First, there is no such thing as a perfect dashboard. You may think that your dashboard is perfect but the next incident can completely break this perception. This is normal, everything is imperfect in this world. We have to work with that. Improving dashboards is an iterative process. You have to make it a part of the culture in the same way as post mortems or other best practices for running services.
How to start
I always recommend starting with simple things. First, I’d like to recommend reading Grafana best practices articles1. There are lists of things that will help you formulate the overall high-level strategy. Don’t fill all the things at once - start slow. You can always add more metrics as you go.
It’s good to start with the first dashboard and basic things, such as absent metrics (to detect if your metrics are even working) and up/down metrics (are all instances of database healthy?).
Generally, it’s good not to forget about observability rules. I prefer The Four Golden Signals2. You can also use the USE method3 or RED method4.
Finally, add important business metrics that are relevant to your service (number of new registrations, outgoing emails, created teams or projects, etc.).
What to do next
Maintaining dashboards is not an easy task. Creating hundreds of dashboards is simple but maintaining them is a nightmare. How to prevent this? I recommend thinking about structure and using the drill-down strategy. Use tools, such as Jsonnet, to generate consistent dashboard over teams, environments and services. You will be able to reuse common parts, such as metrics for load balancers or databases used across the company.
What is a drill-down strategy? It means that you have a central dashboard with overview as a single point of contact for your oncall engineers and then there are more detailed dashboards linked from the central dashboard.
In this dashboard, they see the most important things. You need work to minimize the noise there and focus only on important signals.
You have to keep in mind that nobody is constantly looking at the dashboard (except the guys working in NOC). You have to think about it and make the visualization and error signaling significant to the person at 2am in the morning, after the pager woke them up. If a signal is visible, the operator can click on a graph and to get to another dashboard that gives more insight into the problem. This can be repeated for more levels of depth. Based on my experience, it is only useful to stick to a maximum of 2 to 4 levels of depth.
Dashboards should be using variables and templates. You can let the user switch between different variable values to display the relevant data for a data region, availability domain or a specific application.
Make templates for reusable components to make your setup DRY and easy to maintain, such as a common header for all your dashboards.

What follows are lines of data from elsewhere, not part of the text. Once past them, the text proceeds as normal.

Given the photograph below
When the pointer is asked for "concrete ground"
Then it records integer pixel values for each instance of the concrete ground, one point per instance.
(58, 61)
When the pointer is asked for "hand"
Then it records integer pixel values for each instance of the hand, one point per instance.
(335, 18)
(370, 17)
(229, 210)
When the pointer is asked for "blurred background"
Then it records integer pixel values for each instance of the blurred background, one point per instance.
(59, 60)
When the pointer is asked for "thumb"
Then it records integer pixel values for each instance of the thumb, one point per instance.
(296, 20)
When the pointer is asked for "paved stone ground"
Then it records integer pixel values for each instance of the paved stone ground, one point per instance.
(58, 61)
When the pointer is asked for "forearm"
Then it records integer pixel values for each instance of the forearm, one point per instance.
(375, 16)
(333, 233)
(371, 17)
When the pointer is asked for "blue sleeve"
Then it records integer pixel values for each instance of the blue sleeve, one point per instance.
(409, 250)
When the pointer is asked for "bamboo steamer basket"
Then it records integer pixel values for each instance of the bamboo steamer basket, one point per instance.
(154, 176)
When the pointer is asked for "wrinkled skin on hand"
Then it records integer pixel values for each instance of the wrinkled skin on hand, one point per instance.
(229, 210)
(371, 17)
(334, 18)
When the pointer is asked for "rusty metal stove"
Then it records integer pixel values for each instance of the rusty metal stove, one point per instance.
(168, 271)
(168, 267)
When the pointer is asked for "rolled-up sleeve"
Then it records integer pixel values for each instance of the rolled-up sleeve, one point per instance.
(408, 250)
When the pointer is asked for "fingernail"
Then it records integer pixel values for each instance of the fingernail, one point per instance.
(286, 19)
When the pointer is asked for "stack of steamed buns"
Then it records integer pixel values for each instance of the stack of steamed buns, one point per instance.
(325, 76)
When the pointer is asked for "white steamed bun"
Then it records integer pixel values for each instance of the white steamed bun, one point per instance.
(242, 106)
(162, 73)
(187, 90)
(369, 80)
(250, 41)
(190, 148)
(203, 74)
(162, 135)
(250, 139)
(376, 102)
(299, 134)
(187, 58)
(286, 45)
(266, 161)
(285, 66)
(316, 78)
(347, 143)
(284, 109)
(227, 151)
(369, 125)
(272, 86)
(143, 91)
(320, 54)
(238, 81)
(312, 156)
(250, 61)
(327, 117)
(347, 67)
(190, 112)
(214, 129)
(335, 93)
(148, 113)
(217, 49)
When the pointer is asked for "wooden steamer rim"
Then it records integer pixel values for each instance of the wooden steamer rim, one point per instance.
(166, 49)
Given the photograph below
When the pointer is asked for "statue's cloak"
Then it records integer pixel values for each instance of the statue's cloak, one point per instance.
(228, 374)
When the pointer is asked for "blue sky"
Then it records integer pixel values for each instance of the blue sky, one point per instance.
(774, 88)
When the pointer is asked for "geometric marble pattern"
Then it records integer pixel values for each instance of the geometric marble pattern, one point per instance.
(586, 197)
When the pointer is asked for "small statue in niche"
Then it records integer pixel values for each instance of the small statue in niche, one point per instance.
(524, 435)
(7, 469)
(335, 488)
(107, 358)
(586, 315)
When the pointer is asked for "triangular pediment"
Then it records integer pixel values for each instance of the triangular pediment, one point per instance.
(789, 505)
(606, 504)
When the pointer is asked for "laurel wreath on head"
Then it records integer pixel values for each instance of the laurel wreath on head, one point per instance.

Links to detailed dashboards should also use variables and templates, to minimize the amount of code. For instance, you can reuse the same dashboard type for all your applications.
Make the process work!
Create a process to review the dashboards and include it in your regular operations review. You should iterate on improvements of metrics and dashboards, ideally on a weekly basis. The best way to do this review is to make it a part of your incident post-mortem process. You can use your incidents to inspire you to improve your alarms and margins for your dashboards.
Alarms have always a higher priority than your dashboards and you should focus on good alarms with actionable runbooks for solving issues.
Dashboards have to add more context and overview for your service. This helps with finding correlation with other events5. If you can, integrate the logs and traces into a single tool or add links between them to find what you need.
Take regular feedback from the team and operators to make it easy to make changes in alarms and maintain the dashboards.
for example deployments are displayed as annotations in Grafana, logs - Loki and traces - Opentracing/Tempo ↩︎